The transcript of the briefing, which is worth reading in full below, demonstrates an obvious contempt towards the basic idea that the Prime Minister should be held to scrutiny.

After posting the above transcript on Twitter Byline Times was inundated with enraged responses from people who had been isolated at home during lockdown and separated from sick and dying loved ones due to the rules imposed on them by the Government.

Had these people instead chosen to break lockdown rules, they would have risked the shame of criminal prosecution.

When Johnson allegedly broke the same rules, not only was there no such risk of prosecution, but he was protected by a large publicly-funded staff and a phalanx of police officers guarding the doors outside.

By refusing to answer questions on any of this, Johnson and his spokespeople have showed contempt, not just to those asking them the questions, but to the public themselves.

And yet the calculation from Johnson on this issue, as with previous scandals, is that ultimately the outrage will pass, the press will move on and he will be free to continue without any consequences for his actions.

It is too early to say whether this calculation is correct.

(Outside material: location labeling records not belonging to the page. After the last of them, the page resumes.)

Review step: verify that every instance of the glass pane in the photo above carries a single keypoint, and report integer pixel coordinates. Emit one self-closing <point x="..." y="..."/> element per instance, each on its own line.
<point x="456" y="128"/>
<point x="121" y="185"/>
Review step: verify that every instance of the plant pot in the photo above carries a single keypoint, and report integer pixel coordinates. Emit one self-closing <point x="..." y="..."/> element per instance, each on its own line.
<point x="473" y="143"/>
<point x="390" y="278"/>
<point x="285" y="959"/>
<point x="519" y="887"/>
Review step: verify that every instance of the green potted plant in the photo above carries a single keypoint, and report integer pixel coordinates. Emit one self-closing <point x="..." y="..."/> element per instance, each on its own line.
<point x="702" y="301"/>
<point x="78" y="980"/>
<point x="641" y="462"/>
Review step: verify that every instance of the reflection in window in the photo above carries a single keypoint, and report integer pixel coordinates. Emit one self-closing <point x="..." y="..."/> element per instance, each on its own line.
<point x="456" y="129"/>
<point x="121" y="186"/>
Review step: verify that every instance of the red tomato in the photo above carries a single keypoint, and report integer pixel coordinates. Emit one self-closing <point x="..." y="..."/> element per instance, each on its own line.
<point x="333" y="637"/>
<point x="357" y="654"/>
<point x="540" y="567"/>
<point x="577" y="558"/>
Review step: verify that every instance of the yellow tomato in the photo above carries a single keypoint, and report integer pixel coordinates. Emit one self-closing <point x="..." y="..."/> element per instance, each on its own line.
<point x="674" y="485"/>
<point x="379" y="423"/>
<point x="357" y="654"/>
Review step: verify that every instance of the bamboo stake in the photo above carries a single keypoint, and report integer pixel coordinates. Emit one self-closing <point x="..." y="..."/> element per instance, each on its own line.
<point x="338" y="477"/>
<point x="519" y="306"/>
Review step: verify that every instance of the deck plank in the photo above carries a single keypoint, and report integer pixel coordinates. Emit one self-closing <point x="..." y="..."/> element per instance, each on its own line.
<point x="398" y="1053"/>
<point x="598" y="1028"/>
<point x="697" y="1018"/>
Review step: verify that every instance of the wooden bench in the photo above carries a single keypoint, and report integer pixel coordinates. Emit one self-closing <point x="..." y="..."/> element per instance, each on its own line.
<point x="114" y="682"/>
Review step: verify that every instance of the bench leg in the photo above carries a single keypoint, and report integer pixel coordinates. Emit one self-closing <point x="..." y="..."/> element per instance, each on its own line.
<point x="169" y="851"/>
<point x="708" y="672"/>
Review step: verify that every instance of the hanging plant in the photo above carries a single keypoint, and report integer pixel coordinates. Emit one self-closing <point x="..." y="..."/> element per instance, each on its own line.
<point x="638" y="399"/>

In recent weeks Johnson’s own poll ratings have slumped following a series of scandals, with the Labour party taking a lead in the opinion polls for the first time in many months.

Keir Starmer’s party, although still divided internally, is also starting to get a hearing from parts of the press that have long dismissed them. Slowly but surely, events are starting to turn against the Prime Minister in a way that he has never before experienced.

After a long career of getting away with it, Johnson’s fortunes are finally starting to turn.